Ferrante’s conception of true writing as a kind of id-versus-ego endeavor may not be unfamiliar to a vast audience of readers who’ve found themselves blithely stricken with Ferrante Fever over the past decade. But In the Margins makes explicit an idea that readers of the Neapolitan Novels might have suspected, or at least one that I had suspected, but never confirmed until now: that Elena and Lila are the absolute embodiments of their creator’s ideals and frustrations about writing. Perhaps no two characters in literature map so directly onto the writing process of their author, with each woman representing an opposing side of the problem. Elena, also known as Lenù, is a model of discipline and study. She has a proper regard for the classics and a great work ethic, but she’s plagued by the self-doubt with which so many writers, including Ferrante, must contend. Lila, on the other hand, is all impulse and dazzling genius, a born truth-teller who defies norms and fucks people up without thinking twice. Lenù and Lila work best as a team, with each one acting as a moderating influence on the other’s weakest qualities, much as how Ferrante’s conflicting writing styles require balance.

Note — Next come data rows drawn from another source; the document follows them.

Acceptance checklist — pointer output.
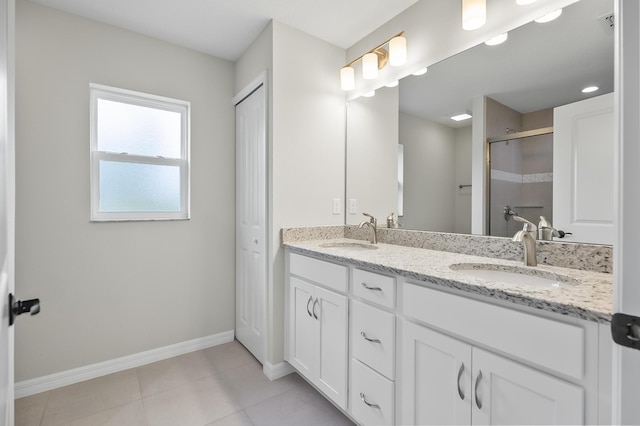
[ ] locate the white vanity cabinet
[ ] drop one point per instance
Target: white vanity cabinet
(391, 351)
(318, 325)
(373, 348)
(446, 381)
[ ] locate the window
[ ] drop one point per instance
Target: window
(139, 156)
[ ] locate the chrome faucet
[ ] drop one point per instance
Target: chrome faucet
(527, 237)
(372, 223)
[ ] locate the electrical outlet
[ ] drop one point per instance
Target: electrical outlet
(353, 206)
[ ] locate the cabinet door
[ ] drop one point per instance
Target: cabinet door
(435, 378)
(510, 393)
(331, 352)
(302, 326)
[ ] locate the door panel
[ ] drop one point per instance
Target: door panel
(302, 327)
(7, 205)
(626, 268)
(436, 378)
(331, 361)
(510, 393)
(251, 280)
(583, 167)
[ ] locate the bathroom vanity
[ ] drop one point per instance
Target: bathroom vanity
(402, 335)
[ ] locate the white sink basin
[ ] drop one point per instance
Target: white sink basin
(348, 245)
(514, 275)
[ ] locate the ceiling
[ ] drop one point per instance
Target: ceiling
(540, 66)
(225, 28)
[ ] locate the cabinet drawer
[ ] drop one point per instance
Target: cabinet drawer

Now think back to the actress playing the role of the author delivering the lectures of In the Margins. Such elaborate obfuscation in presenting a book as “candid” as this one reveals two contradictory impulses (the Lenù and the Lila, if you will) that seem to linger at the heart of Ferrante’s work: the desire to be intimately known and to not be known at all. Such a paradox makes Ferrante’s decision to remain anonymous throughout the successes of her career all the more understandable and yet still mysterious, even troubling.

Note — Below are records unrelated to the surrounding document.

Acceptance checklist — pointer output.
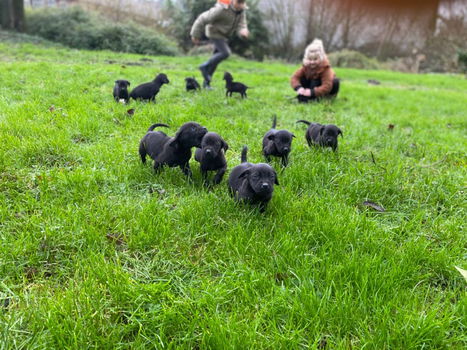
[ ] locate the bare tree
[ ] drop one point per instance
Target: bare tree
(12, 14)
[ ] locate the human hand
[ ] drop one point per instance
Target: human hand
(244, 33)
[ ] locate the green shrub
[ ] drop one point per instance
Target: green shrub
(78, 29)
(462, 58)
(352, 59)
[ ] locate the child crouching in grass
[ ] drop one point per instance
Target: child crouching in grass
(315, 79)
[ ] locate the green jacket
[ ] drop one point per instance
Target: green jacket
(219, 22)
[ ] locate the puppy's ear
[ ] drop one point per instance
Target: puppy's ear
(173, 143)
(225, 146)
(244, 174)
(178, 134)
(276, 181)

I’m not suggesting that Ferrante must reveal herself, or that any author should be beholden to the marketing of their books, receptive to all journalists and bookstores and fans and, even worse, available on social media. I imagine the literary world would be a much better place if the job of the author contained more privacy and less shilling, more time for writing and less time for worrying about how they present themselves to the world. But In the Margins is a strange work to consider for this very specific reason, as it examines the desire to tell the truth by functionally losing control of boundaries. It’s a precise, academic, often brilliant book that contains very little of the brutality that we come to Ferrante for. But perhaps when we turn to a book on the writer’s craft, we’re looking more for a gentle nudge than a forceful push.